The surest way to create more and better jobs in Greater Louisville is for those of us who live and work here to buy locally whenever possible. To be clear, Louisville (like every region) is at its best when its local businesses are thriving and providing good jobs. The impact of local people patronizing locally-owned businesses simply can’t be overstated.
Studies indicate that independent and locally owned retailers and restaurants return about 55 percent of all their revenue to the local economy. Research by business data company Civic Economics suggests the large big-box chain stores recirculate only about 13 percent of their revenue within the local markets that host its stores. While local independent businesses are usually easy to identify, it is important to remember that many of the smaller nationally-branded chains are actually operated by locally-based franchisees and appreciate your support.
Of course, most of our locally owned businesses are also small businesses. There are about 57,000 businesses in the Louisville MSA with the vast majority locally-owned small businesses and proprietorships. These local small business owners and their employees are our neighbors, community volunteers and youth league coaches.

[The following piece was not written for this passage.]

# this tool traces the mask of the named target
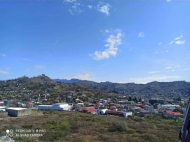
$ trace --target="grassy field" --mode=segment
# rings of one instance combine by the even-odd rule
[[[45,129],[42,137],[16,137],[20,142],[177,142],[182,120],[159,116],[121,118],[79,112],[34,113],[0,121],[0,135],[7,129]]]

Though a shopper may occasionally save money by purchasing from big national chains, there are tradeoffs to consider. Consider the added cost placed on the environment when we purchase items that are produced faraway, then transported to this area. Food shipped cross-country carries a much greater environmental impact than food grown on a nearby farm. And who could ever argue against the taste of locally grown farm products when compared to canned goods or produce shipped in from the coasts?
If you prefer to shop from your couch the good news is that many of our local small businesses have now a robust online presence. And a growing number of big companies that support ecommerce, like Amazon, Café Press and UPS, are part of Louisville’s robust logistics industry employing over 40,000 local people.
Most of us understand the importance of buying local as it relates to retail consumer purchases, but let’s not forget professional services. I’ve always found it curious that some companies hire New York law firms charging three times the hourly rate of our very fine locally-based law firms — firms that in many cases employ lawyers educated in the very same law schools. Same goes for accounting firms, architects, engineering companies, construction companies, consultants, and other professional service firms based here. Sometimes “50+ miles and a briefcase” should not be the primary consideration.
While purchasing managers are pressured to get the best prices, there is value beyond price in terms of cycle time, service and delivery costs that comes with using locally-based suppliers. If purchasing agents based here will make a concerted effort to use more locally-based suppliers it will lead to billions more flowing through our local economy resulting to even more jobs. This is particularly true when it comes to corporations buying from our local entrepreneurs and minority businesses, who oftentimes struggle to even get a meeting with purchasing. Buy-local is home-grown economic development that everyone can understand.
Finally, supporting our local businesses goes beyond buying their products and services; it includes backing businesses even when they stumble. Papa John’s Corporation is one of our region’s largest local headquarters, employing 2000 local people. This company deserves our support, not our scorn. No one excuses their founder’s remarks, but the If Papa John’s corporate future is threatened, so too is the livelihood of thousands of area families and other businesses that depend on them. Our region’s economic security is far more secure when our locally-based businesses are valued, and that is especially true for that precious handful of large public companies that choose to headquarter here.
There are many ways to approach economic development and many organizations, including GLI, working to grow our regional economy. Buying local and supporting local businesses is something each of us can do to accelerate the regional economy so businesses succeed and people thrive.